[
https://issues.apache.org/jira/browse/SPARK-57468?page=com.atlassian.jira.plugin.system.issuetabpanels:all-tabpanel
]
Hongze Zhang updated SPARK-57468:
---------------------------------
Description:
h3. Summary
This is a proposal to extend Spark's SQL query plan API to support custom
ColumnarBatch types.
h3. Background
Currently, there are many Spark SQL plugin projects that have their own
implementation of Spark ColumnarBatch. However, Spark is unable to identify and
handle them well during the query planning phase.
For example, Spark's `RowToColumnarExec`[1] can only convert InternalRow to
Spark's builtin column vectors, making rule
`ApplyColumnarRulesAndInsertTransitions` useless for project like Apache Gluten
on adding row-to-columnar transitions, because the project relies on custom
vector types.
For another example, Spark doesn't have `ColumnarToColumnar` transition to
convert vectorized data among different types. E.g., {*}between Spark Parquet /
Orc vectors and Arrow vectors{*}, or custom vector types if 3rd plugin is used.
h3. Goal
The goal is to extend Spark's capability on handling multiple / custom
ColumnarBatch types, to empower the downstream SQL plugins, making them much
easier to integrate their own vectorized data layouts with Apache Spark.

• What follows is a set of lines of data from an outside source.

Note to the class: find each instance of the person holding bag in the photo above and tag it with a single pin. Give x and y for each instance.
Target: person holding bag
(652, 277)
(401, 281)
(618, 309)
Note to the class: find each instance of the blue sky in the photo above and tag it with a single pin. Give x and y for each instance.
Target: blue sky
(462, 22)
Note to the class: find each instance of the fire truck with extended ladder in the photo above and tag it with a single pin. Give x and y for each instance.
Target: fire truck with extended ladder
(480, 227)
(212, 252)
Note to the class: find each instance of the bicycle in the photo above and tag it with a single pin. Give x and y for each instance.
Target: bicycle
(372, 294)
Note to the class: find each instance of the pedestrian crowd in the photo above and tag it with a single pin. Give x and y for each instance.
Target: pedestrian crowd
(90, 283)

Meanwhile, making them possible to work together (e.g., Gluten + Lance) under
the same standardized specification, without substantial design conflicts.
h3. The Change
To achieve the above goal, the proposed solution is to add a `convention` API
to `SparkPlan`, consisting of `RowType` / `BatchType` to let the query planner
know the concrete data layout that this plan node consumes / produces.
The shape can be very similar to the `GlutenPlan` API[2] in Apache Gluten, but
optimized and modified towards Spark's code base.

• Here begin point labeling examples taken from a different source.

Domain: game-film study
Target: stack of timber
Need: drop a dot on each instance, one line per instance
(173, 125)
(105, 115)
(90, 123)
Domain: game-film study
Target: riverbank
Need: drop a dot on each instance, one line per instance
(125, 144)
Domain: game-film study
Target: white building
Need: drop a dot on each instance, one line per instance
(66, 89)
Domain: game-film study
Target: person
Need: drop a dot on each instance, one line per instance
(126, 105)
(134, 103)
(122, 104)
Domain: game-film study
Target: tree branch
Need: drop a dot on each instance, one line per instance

`RowType` / `BatchType` can be registered along with their supported
transitions, e.g.,
{code:scala}
object VeloxBatchType extends Convention.BatchType {
override protected def registerTransitions(): Unit = {
fromRow(Convention.RowType.VanillaRowType, RowToVeloxColumnarExec.apply)
toRow(Convention.RowType.VanillaRowType, VeloxColumnarToRowExec.apply)
}
}
{code}
All registered transitions will become a graph, which is being searched in
`ApplyColumnarRulesAndInsertTransitions`, to determine the final transition
combinations inserted in between adjacent query plan nodes.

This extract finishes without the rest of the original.